- All pregnant and breastfeeding women, especially teenagers and young women
- Infants and young children under 5yrs of age.
- Older people aged 65yrs and over.
- People who have low or no exposure to the sun, for example those who cover their skin for cultural reasons, who are housebound or confined to indoors for long periods.
- People who have darker skin, for example people of African, African-Caribbean and South Asian origin, because their bodies are not able to make as much vitamin D.
All UK Health Departments recommend:
- ALL pregnant and breastfeeding women should take a daily supplement containing 10 micrograms of vitamin D, to ensure the mother’s requirements for vitamin D are met and to build adequate fetal stores for early infancy.

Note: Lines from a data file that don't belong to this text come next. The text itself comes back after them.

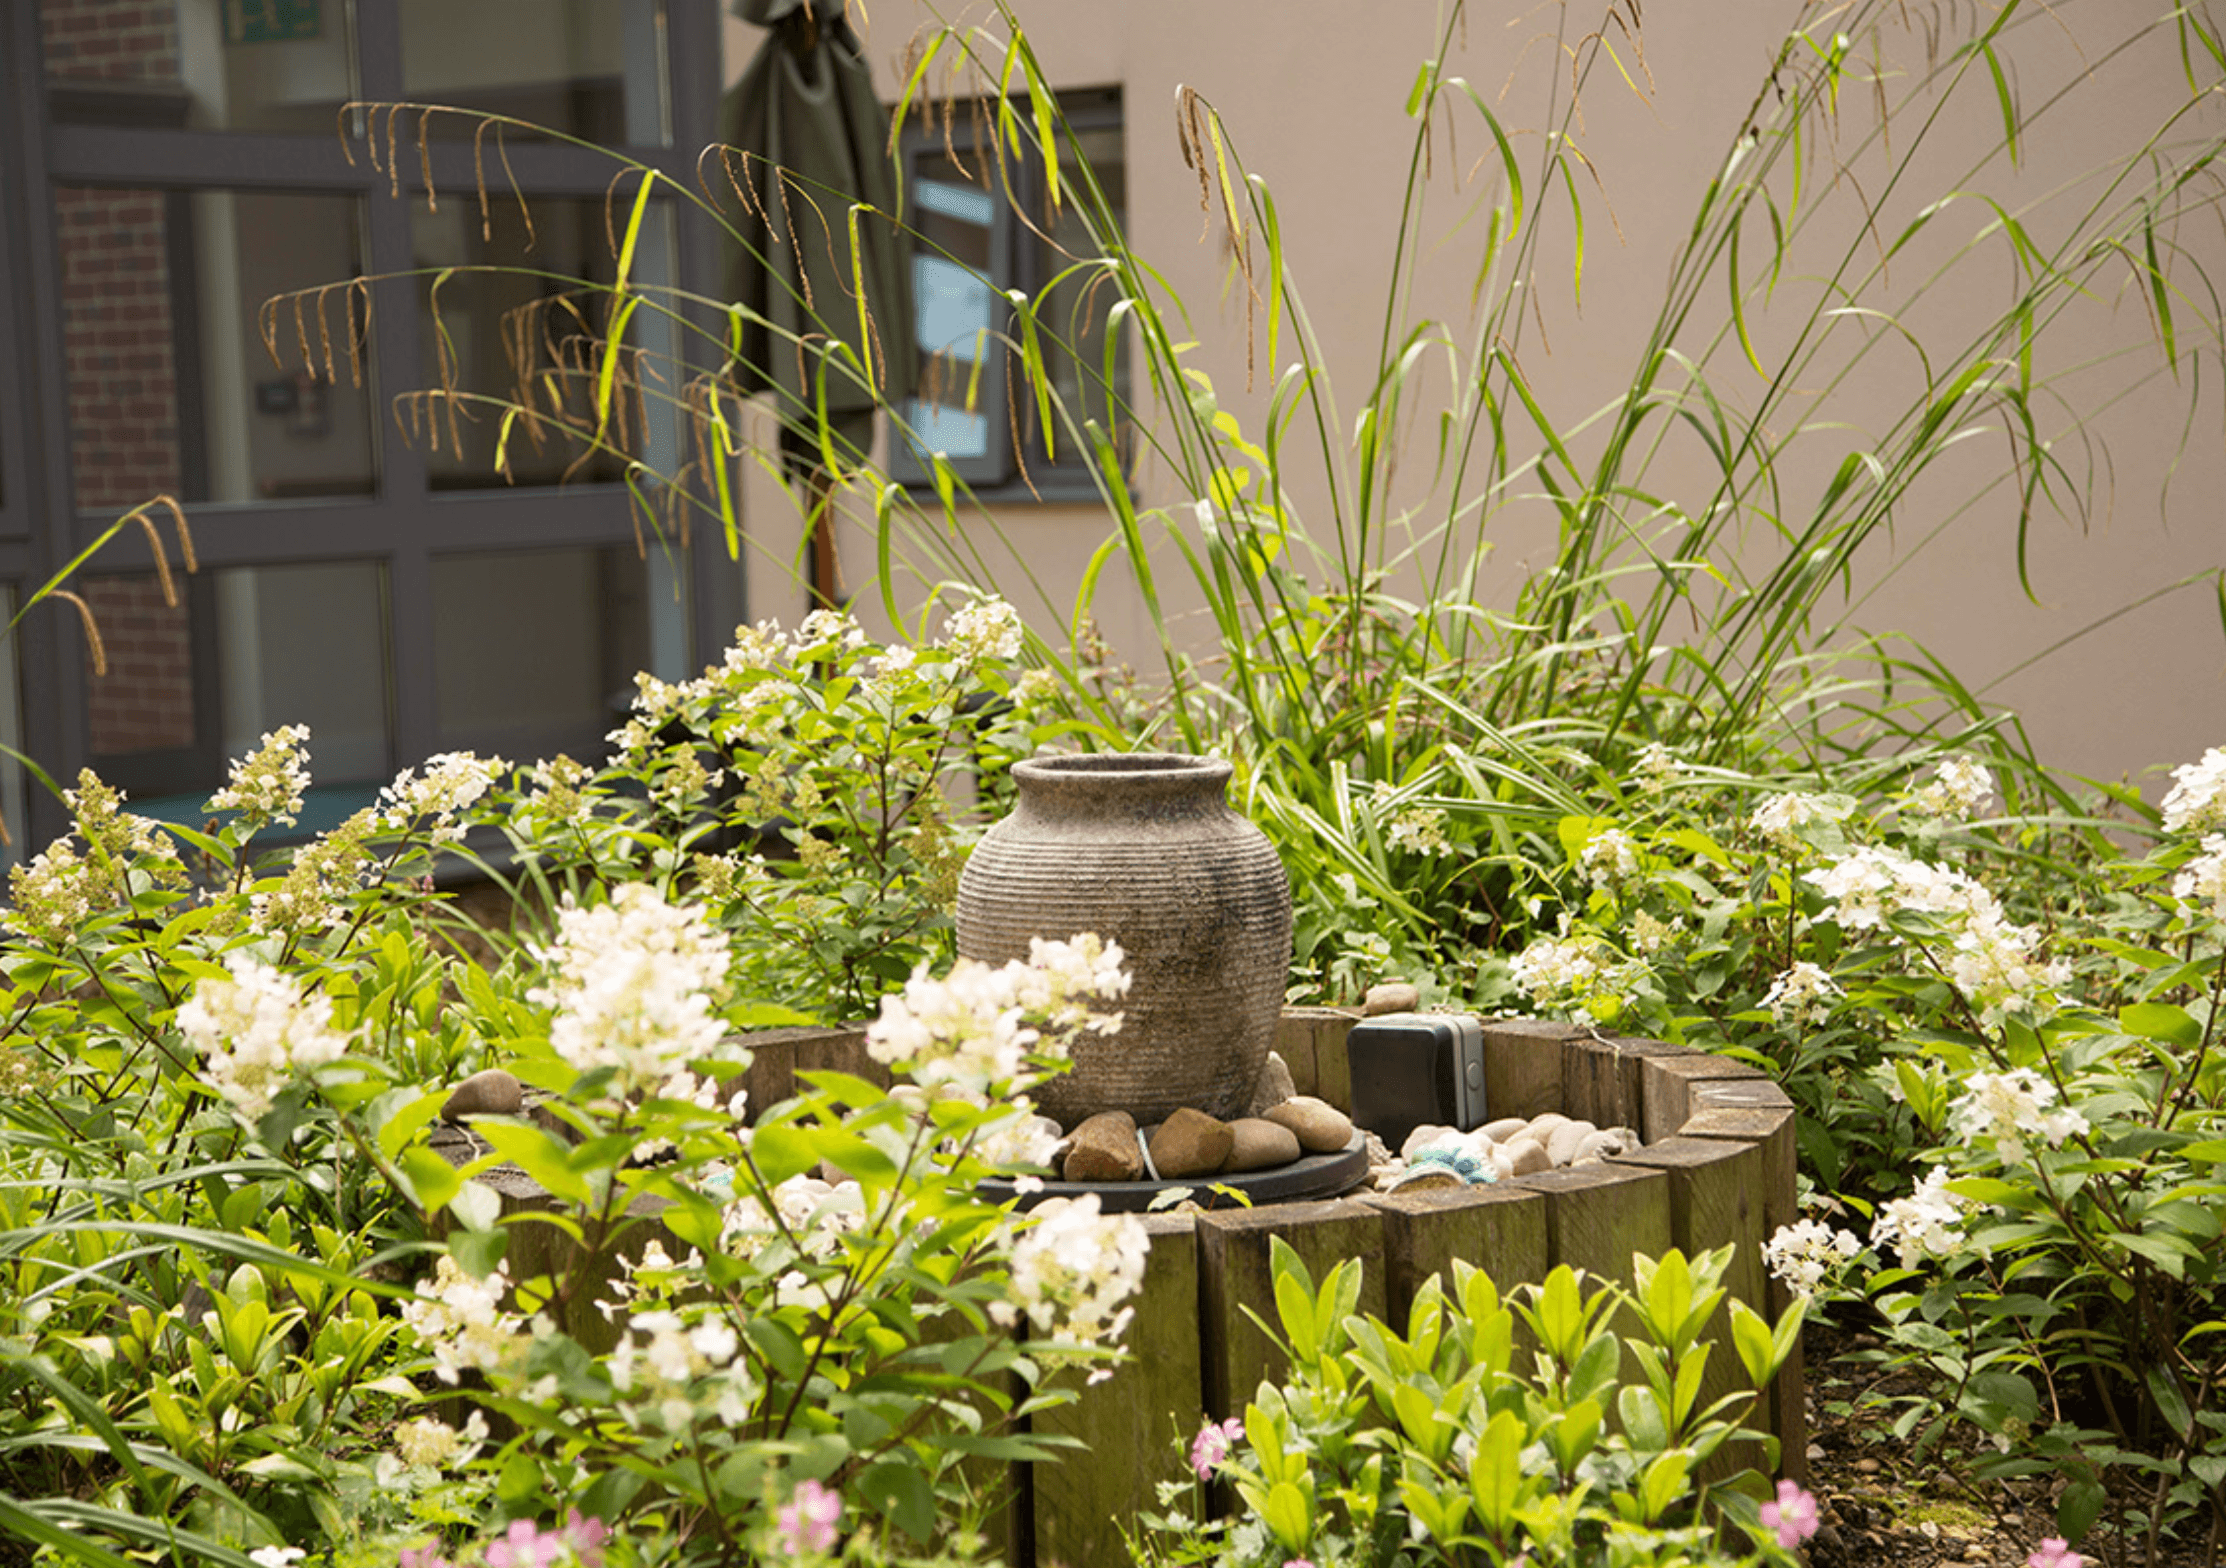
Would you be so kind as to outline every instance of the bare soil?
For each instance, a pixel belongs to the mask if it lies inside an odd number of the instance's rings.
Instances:
[[[1881,1373],[1852,1359],[1877,1341],[1812,1320],[1802,1340],[1809,1382],[1809,1487],[1819,1525],[1808,1543],[1811,1568],[1944,1568],[1947,1564],[2024,1568],[2043,1537],[2058,1533],[2053,1475],[1976,1480],[1971,1448],[1920,1447],[1893,1431],[1895,1407],[1883,1399],[1919,1389],[1906,1373]],[[2110,1510],[2073,1545],[2095,1568],[2220,1568],[2203,1531],[2166,1541],[2152,1556],[2145,1539],[2122,1539]]]

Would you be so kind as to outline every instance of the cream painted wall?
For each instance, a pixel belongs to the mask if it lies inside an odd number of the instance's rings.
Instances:
[[[2037,101],[2081,72],[2090,76],[2082,86],[2080,111],[2044,122],[2026,148],[2023,171],[1990,172],[1989,189],[2018,205],[2132,145],[2129,139],[2141,133],[2144,116],[2175,85],[2176,52],[2168,39],[2157,39],[2128,56],[2112,57],[2104,41],[2150,9],[2144,0],[2067,0],[2053,8],[2060,19],[2055,25],[2020,35],[2013,70],[2020,91],[2030,98]],[[897,62],[914,29],[931,20],[929,7],[925,0],[872,0],[865,10],[868,53],[884,91],[893,96]],[[1220,110],[1248,165],[1276,193],[1287,253],[1343,389],[1341,412],[1349,420],[1354,389],[1373,363],[1382,327],[1412,136],[1402,105],[1418,62],[1432,47],[1437,8],[1413,0],[1373,8],[1330,0],[1272,5],[1020,0],[1020,11],[1055,81],[1122,89],[1132,239],[1190,302],[1206,339],[1197,363],[1214,376],[1225,402],[1256,410],[1263,399],[1255,394],[1248,401],[1241,392],[1244,324],[1241,312],[1224,299],[1224,252],[1217,237],[1200,241],[1197,183],[1183,167],[1175,134],[1178,85],[1196,88]],[[968,14],[982,12],[977,7]],[[1790,0],[1686,0],[1675,8],[1649,6],[1644,14],[1646,62],[1655,85],[1651,98],[1642,102],[1620,84],[1611,85],[1604,72],[1585,98],[1581,145],[1598,169],[1601,191],[1587,193],[1581,309],[1571,298],[1566,249],[1557,247],[1551,253],[1564,259],[1558,271],[1541,276],[1539,314],[1523,345],[1526,369],[1562,421],[1598,407],[1631,373],[1672,249],[1762,80],[1776,30],[1794,7]],[[1511,127],[1546,121],[1539,95],[1551,79],[1553,45],[1541,29],[1553,20],[1552,7],[1530,0],[1479,0],[1471,7],[1454,69],[1494,101]],[[756,36],[755,29],[729,23],[730,77]],[[1922,55],[1923,40],[1913,36],[1895,47],[1914,60]],[[1624,56],[1635,68],[1630,51]],[[1566,83],[1565,68],[1558,80]],[[1984,93],[1971,100],[1973,112],[1960,127],[1968,138],[1989,131],[1987,107]],[[1845,145],[1859,140],[1867,116],[1867,107],[1851,95],[1843,111]],[[2215,132],[2218,125],[2214,117],[2203,128]],[[1535,148],[1534,141],[1523,145]],[[1967,139],[1962,145],[1983,141]],[[1488,150],[1473,125],[1462,128],[1454,148],[1437,144],[1442,189],[1433,210],[1441,219],[1467,199],[1446,176],[1467,170]],[[1955,156],[1968,163],[1970,154]],[[1952,160],[1948,167],[1956,179],[1964,173]],[[1858,164],[1855,172],[1860,179],[1874,171]],[[1613,205],[1612,226],[1600,195]],[[1951,237],[1972,232],[1978,211],[1967,204],[1936,220],[1938,241],[1930,252],[1920,246],[1910,253],[1909,265],[1897,264],[1890,292],[1911,286],[1920,276],[1917,265],[1943,254]],[[2049,220],[2034,221],[2045,227]],[[2226,238],[2217,228],[2190,230],[2182,240],[2226,277]],[[1436,252],[1418,294],[1418,310],[1442,315],[1462,331],[1474,249],[1473,240],[1456,239]],[[1815,254],[1822,254],[1821,248],[1803,252]],[[2006,267],[1984,259],[1970,269],[1963,292],[1926,302],[1915,319],[1931,322],[1944,335],[1960,321],[1996,309],[2006,281]],[[1802,291],[1811,286],[1789,278],[1785,304],[1804,303]],[[1720,311],[1720,303],[1710,303]],[[1758,322],[1758,334],[1765,343],[1773,334],[1782,337],[1792,319],[1789,309],[1776,312]],[[2070,351],[2060,355],[2062,364],[2129,344],[2139,350],[2150,330],[2140,299],[2122,290],[2082,311],[2076,327],[2059,345]],[[1998,495],[1962,516],[1949,516],[1957,490],[1950,481],[1957,475],[1944,467],[1940,483],[1912,494],[1897,512],[1895,549],[1878,551],[1877,559],[1864,563],[1852,620],[1921,641],[1969,684],[2017,709],[2044,756],[2082,773],[2140,775],[2226,742],[2226,637],[2207,589],[2124,614],[2070,648],[2028,664],[2077,628],[2176,579],[2226,564],[2215,500],[2226,480],[2217,370],[2215,362],[2203,367],[2208,385],[2176,472],[2173,454],[2184,398],[2168,378],[2108,407],[2124,379],[2118,370],[2105,367],[2067,383],[2074,405],[2094,415],[2109,442],[2110,467],[2086,527],[2052,517],[2035,523],[2031,575],[2038,603],[2029,602],[2017,583],[2007,499]],[[1743,400],[1757,390],[1751,372],[1720,362],[1718,373],[1719,390],[1727,397]],[[1908,401],[1918,384],[1911,380],[1914,373],[1909,356],[1880,356],[1859,378],[1865,395],[1842,417],[1858,427],[1882,421]],[[1272,383],[1269,367],[1259,367],[1256,381],[1263,389]],[[1796,501],[1813,497],[1820,477],[1860,442],[1853,430],[1841,438],[1820,438],[1812,461],[1796,457],[1782,464],[1781,476]],[[1993,464],[2002,443],[1987,438],[1967,450],[1978,463]],[[1968,470],[1979,471],[1979,466]],[[1164,474],[1147,467],[1142,477],[1149,498],[1159,505],[1190,500],[1175,493]],[[1688,456],[1670,454],[1653,478],[1664,493],[1696,505],[1707,491],[1701,465]],[[1318,489],[1309,494],[1302,488],[1298,500],[1308,515],[1320,515]],[[754,484],[747,505],[753,534],[776,552],[793,550],[793,508],[783,506],[777,488]],[[1049,605],[1032,606],[1031,614],[1048,629],[1056,619],[1051,606],[1065,608],[1083,562],[1105,536],[1106,519],[1088,508],[1009,506],[998,522],[1044,584]],[[1934,534],[1921,552],[1910,550]],[[1550,558],[1553,539],[1542,508],[1521,504],[1494,518],[1491,536],[1497,549],[1487,595],[1504,605],[1523,574]],[[1758,540],[1753,548],[1759,558],[1767,541]],[[846,546],[852,581],[870,576],[871,561],[862,537],[853,534]],[[753,574],[754,612],[792,614],[793,598],[784,601],[770,592],[768,575]],[[1149,662],[1147,623],[1134,596],[1119,606],[1101,597],[1100,609],[1115,643],[1132,660]],[[2153,772],[2148,782],[2153,793]]]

- ALL infants and young children aged 6 months to 5yrs should take a daily supplement containing vitamin D in the form of vitamin drops, to help them meet the requirement set for this age group of 7 – 8.5 micrograms of vitamin D per day. However, those infants who are fed infant formula will not need vitamin drops unless they are receiving less than 500ml of infant formula a day, as these products are fortified with vitamin D. Breastfed infants may need to receive drops containing vitamin D from 1 month of age if their mother has not taken vitamin D supplements throughout pregnancy.
- People aged 65yrs and over and people not exposed to much sun should also take a daily supplement containing 10 micrograms of vitamin D.
Women and children from families who are eligible for the Government’s Healthy Start scheme can get free vitamin supplements which contain vitamin D in the form of tablets for women and drops for children.